Highlights of Completed Projects
Poplar Tree Farm
Afghanistan
Solar Cookers
Afghanistan
Trash Cleanup
Myanmar
Hydroelectricity
Tajikistan
Afghanistan
Poplar Tree Farm
This poplar tree farm allows women to more safely collect firewood as they previously had to trek to remote areas where they were vulnerable to assault. The trees also help prevent erosion and store carbon. Additionally, the trees provide community members with another source of income as cuttings can be sold or even loaned out to help others start their own poplar grove as well. Once the trees are old enough, the same amount of cuttings originally provided are returned to the TCD program in order to ensure sustainability and to offer additional opportunities to others.
Afghanistan
Solar Cookers
Making the lives of women easier, these solar cookers provide an alternative to cooking using only firewood - a method of cooking that exacerbates deforestation and causes smoke inhalation primarily by women and children. With the abundance of sunlight in Afghanistan, these solar cookers quickly and cleanly boil water and heat food. Women no longer have to spend time collecting firewood, exposing themselves to attack, but can use that time pursuing other ventures. The solar cookers were not given out for free but instead GHNI subsidized the cost by 50% - putting them within reach of local budgets while also promoting buy-in and a sense of ownership. A total of 300 solar cookers were sold - improving both physical and environmental health.
Myanmar
Trash Cleanup
Some of the first projects conducted in TCD communities in Myanmar were community trash cleanups. They gathered the community together to collect trash to keep the environment clean, putting bins and signs all around the public spaces reminding people to take care of their natural environments. One community in Myanmar even received an award for having one of the cleanest communities in their region.
Tajikistan
Hydroelectricity
Miniature hydroelectric generators (sometimes called “run-of-river hydro" because it does not require damming the water) are excellent, affordable means of providing sustainable electricity to a community. In one village in Tajikistan, they had an old mini-hydro generator but it was broken - leaving them without electricity for more than 25 years. During the TCD process, the community identified repairing the generator as a priority and got to work. They raised about $500 locally which GHNI then matched, and after the repairs the community was producing its own clean energy and had electricity for the first time in a generation!
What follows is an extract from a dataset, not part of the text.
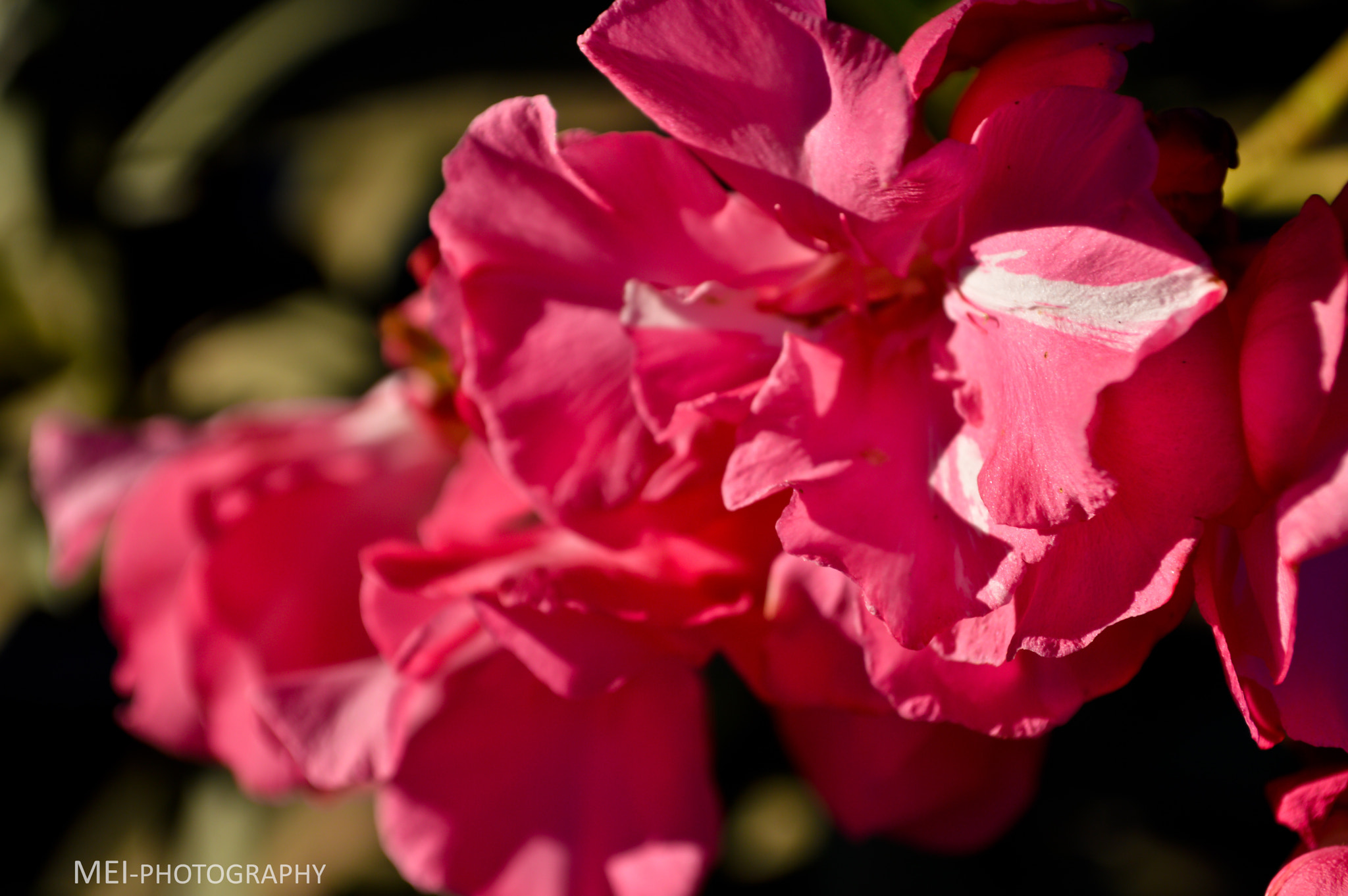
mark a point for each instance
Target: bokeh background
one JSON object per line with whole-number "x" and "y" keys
{"x": 211, "y": 203}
As soon as the generator was producing electricity, the community saw the transformational development potential it held with all five areas of TCD being positively impacted. The community even set up a committee to maintain the mini-hydro system for years to come. The snow in the area is often seen as a liability, but in this case its runoff provided the power needed to solve a local challenge - local resources leading to local solutions!